Martial – Wikipedia, the free encyclopedia

http://en.wikipedia.org/wiki/Martial

I won’t forgive the Roman poets for their free verse cop-out, but I can grant a special dispensation for Martial, the foul-mood epigrammatist with whom I feel a special connection. Somewhat of a latter-day Mark Twain (or, more accurately, Ambrose Bierce) he was especially good at carving out the ridiculous and deflating any egos that grew too big. (How does one say “oh, snap!” in Latin?) One of the miracles of the ancient world is that he died of natural causes.
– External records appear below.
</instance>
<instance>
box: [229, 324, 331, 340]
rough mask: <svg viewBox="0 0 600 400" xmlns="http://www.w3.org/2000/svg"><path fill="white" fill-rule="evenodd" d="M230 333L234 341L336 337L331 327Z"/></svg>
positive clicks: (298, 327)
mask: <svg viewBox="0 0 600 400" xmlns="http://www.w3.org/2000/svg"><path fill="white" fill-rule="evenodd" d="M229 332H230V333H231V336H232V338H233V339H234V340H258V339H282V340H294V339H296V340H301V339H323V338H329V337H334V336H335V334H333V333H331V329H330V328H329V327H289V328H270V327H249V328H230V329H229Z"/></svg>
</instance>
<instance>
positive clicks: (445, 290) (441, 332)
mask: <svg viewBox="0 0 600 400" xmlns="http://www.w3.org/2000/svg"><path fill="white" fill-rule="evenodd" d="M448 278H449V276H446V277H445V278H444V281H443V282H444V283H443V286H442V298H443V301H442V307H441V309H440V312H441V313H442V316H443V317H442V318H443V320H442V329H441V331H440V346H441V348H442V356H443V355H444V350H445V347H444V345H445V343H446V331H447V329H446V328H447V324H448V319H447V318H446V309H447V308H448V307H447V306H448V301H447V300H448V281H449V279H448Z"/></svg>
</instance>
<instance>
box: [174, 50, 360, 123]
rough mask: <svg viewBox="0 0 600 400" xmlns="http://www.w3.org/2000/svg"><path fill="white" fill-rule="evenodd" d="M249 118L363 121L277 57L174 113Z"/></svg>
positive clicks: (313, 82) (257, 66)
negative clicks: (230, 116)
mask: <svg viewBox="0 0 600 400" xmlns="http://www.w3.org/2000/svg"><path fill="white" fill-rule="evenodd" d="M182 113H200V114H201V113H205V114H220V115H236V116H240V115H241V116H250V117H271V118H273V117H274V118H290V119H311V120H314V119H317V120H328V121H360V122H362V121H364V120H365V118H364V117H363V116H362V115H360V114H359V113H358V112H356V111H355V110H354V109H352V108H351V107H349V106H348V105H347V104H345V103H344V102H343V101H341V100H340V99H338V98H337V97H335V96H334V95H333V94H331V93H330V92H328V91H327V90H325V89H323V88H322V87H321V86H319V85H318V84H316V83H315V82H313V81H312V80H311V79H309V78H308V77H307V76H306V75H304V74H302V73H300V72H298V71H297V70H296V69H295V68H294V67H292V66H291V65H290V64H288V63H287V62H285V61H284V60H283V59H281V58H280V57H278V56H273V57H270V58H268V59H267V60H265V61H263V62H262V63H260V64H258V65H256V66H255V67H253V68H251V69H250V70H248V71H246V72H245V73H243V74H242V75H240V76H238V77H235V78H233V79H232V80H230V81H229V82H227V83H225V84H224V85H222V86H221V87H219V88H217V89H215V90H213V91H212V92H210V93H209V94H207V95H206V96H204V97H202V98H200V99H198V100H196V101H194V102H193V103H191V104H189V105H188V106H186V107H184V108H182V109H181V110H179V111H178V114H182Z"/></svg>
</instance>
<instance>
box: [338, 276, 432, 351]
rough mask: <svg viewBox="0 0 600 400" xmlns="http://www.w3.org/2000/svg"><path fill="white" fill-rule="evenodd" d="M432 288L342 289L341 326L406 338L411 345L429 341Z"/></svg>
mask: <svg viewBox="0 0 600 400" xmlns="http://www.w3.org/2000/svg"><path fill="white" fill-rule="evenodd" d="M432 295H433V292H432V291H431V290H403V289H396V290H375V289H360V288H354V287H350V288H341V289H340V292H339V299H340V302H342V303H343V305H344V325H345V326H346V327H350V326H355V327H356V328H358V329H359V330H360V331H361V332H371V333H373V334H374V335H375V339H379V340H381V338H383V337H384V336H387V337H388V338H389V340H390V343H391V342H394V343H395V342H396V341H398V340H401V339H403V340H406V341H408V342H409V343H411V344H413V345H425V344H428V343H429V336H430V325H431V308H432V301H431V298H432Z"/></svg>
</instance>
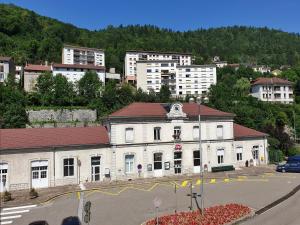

It remains to ask, What were those qualities of nature and intellect which enable us to read his best work – even the great body of his work – with the freshest sense of pleasure in the present day? He had the keenest capacity for enjoyment, the keenest curiosity and power of observation. He had also a very just discernment. It is rare to find any one endowed with so quick a perception of the ridiculous who is so little of a caricaturist. He was himself singularly free from cant, pedantry or affectation of any kind. Though tolerant of most vices, he had a hearty scorn of hypocrisy. There are few better satirists of social and literary pretenders in ancient or modern times. Living in a very artificial age, he was quite natural, hating pomp and show, and desiring to secure in life only what really gave him pleasure. To live one’s life heartily from day to day without looking before or after, and to be one’s self without trying to be that for which nature did not intend him, is the sum of his philosophy. Further, while tolerant of much that is bad and base%u2014the characters of Crispinus and Regulus, for instance – he shows himself genuinely grateful for kindness and appreciative of excellence. He has no bitterness, malice or envy in his composition. He professes to avoid personalities in his satire – Ludimus innocui is the character he claims for it. Pliny, in the short tribute which he pays to him on hearing of his death, says, “He had as much good-nature as wit and pungency in his writings” (Ep. iii. 21).